‘IL VENERDI’ SERA ANDIAMO INSIEME IN CENTRO A LEGGERE LIBRI’

| 3 ottobre 2021 | 0 Comments

A leccecronaca.it MARIA CUCURACHI RACCONTA L’INIZIATIVA DI ‘ROSANTINA, CAMPAGNA DEL SUD’ CONSOLIDATA CON I SUOI AMICI – photogallery

di Giuseppe Puppo______

Da un paio di anni prima del tempo del Covid, e di nuovo, alla fine del secondo lockdown da qualche mese, un gruppo di amici si ritrova ogni venerdì sera al Caffè Letterario di via Paladini 46, nel cuore del centro storico di Lecce e nel bel mezzo della movida.

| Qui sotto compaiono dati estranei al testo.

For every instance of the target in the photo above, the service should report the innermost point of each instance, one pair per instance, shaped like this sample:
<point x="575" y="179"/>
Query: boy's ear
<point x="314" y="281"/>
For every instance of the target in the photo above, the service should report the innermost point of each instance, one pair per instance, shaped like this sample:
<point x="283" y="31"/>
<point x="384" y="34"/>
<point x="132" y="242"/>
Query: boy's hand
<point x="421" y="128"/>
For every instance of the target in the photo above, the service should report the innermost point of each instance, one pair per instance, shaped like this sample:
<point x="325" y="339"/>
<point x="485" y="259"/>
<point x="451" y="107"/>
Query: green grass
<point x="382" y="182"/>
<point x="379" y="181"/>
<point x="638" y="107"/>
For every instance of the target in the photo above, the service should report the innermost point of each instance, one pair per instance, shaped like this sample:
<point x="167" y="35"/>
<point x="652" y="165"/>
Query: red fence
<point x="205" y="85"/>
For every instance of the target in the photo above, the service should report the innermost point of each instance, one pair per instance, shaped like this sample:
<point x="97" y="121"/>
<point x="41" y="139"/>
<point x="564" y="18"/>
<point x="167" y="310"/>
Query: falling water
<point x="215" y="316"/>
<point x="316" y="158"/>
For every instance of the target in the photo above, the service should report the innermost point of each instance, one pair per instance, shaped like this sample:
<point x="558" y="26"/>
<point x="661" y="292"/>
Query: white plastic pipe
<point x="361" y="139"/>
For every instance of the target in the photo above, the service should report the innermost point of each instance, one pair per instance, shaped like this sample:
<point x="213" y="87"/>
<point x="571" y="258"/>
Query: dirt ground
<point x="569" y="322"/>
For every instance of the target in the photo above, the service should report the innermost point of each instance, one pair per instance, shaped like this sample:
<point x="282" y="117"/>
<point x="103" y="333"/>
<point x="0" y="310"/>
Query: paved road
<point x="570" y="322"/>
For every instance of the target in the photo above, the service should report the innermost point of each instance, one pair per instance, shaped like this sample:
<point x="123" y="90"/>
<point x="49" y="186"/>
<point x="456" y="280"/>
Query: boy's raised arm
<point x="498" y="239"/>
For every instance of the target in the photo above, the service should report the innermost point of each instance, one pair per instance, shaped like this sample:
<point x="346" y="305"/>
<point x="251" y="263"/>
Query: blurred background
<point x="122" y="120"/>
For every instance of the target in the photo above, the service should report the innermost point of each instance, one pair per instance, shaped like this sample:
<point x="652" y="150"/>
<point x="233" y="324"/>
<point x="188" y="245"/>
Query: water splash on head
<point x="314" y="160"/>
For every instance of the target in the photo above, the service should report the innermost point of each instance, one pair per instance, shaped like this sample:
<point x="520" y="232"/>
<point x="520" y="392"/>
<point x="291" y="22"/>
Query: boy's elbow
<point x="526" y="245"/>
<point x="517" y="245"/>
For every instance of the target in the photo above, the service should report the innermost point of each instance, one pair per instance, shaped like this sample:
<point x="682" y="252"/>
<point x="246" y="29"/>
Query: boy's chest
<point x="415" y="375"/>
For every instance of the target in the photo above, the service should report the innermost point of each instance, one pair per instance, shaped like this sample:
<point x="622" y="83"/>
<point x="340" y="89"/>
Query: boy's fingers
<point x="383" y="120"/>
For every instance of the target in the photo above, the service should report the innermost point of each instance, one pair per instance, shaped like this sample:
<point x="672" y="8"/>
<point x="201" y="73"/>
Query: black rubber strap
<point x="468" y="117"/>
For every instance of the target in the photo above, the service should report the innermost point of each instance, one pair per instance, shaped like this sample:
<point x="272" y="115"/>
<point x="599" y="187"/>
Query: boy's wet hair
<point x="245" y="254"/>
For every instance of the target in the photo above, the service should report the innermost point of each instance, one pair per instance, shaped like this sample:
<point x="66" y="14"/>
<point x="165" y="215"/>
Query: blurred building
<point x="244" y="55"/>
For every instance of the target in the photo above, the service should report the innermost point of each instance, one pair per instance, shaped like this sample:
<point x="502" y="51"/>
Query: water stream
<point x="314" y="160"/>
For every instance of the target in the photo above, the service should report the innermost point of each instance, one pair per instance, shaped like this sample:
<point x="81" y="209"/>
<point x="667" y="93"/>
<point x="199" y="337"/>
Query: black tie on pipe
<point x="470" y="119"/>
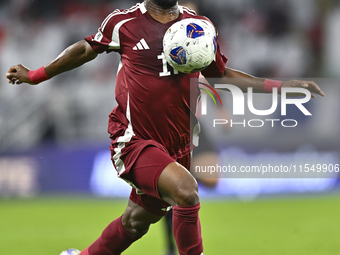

Si siedono, ad una bella tavolata, in circolo, ordinano un aperitivo, pizzette e salatini, tarallucci e vino.  E si leggono l’un l’altro brani di libri più o meno famosi appositamente scelti da ognuno di loro, su un tema ogni volta diverso, prestabilito.

Poi ne discutono, e giocano con le parole (anzi, alla fine c’è un vero e proprio gioco, con i vocaboli indicati ad uno ad uno dai presenti).

 

Inseguono suggestioni, si accodano ai rimandi, ora l’uno, ora l’altro aprono nuove piste, e il percorso è sempre suggestivo, va avanti e indietro, non ha schemi prestabiliti, non ha direzioni, non ha padroni. In leggerezza, senza mai niente di pedante, o accademico, sempre in maniera fresca e  invitante. Pura libertà, pura sete di conoscenza, di confronto, di dialogo, di arricchimento interiore. E più bevono dagli autori citati, piuttosto che dai calici di rosso salentino, più hanno sete.

Ah, c’è pure la musica, canzoni alla chitarra dal vivo, a inframmezzare le letture e le audizioni.

L’iniziativa, questo circolo esclusivo, questa elite spirituale, che però è pubblica e aperta a tutti coloro che vogliano parteciparvi, si chiama ‘ROSANTINA, CAMPAGNA DEL SUD’, ed è un “gruppo aperto di letture ad alta voce e di ascolto appassionato”’.

 

L’altra sera, venerdì 1 ottobre, siamo andati a curiosare.

 

Il tema era ‘STRANIERO‘. Il brindisi di benvenuto a inizio serata era ‘A NUOVE PASSIONI‘, come ha proposto e ottenuto Maria Cucurachi (nella foto di copertina, e mentre propone il brano da lei scelto nella foto qui sotto) che, quando non legge libri, fa l’insegnante di italiano e la volontaria in associazioni ambientaliste.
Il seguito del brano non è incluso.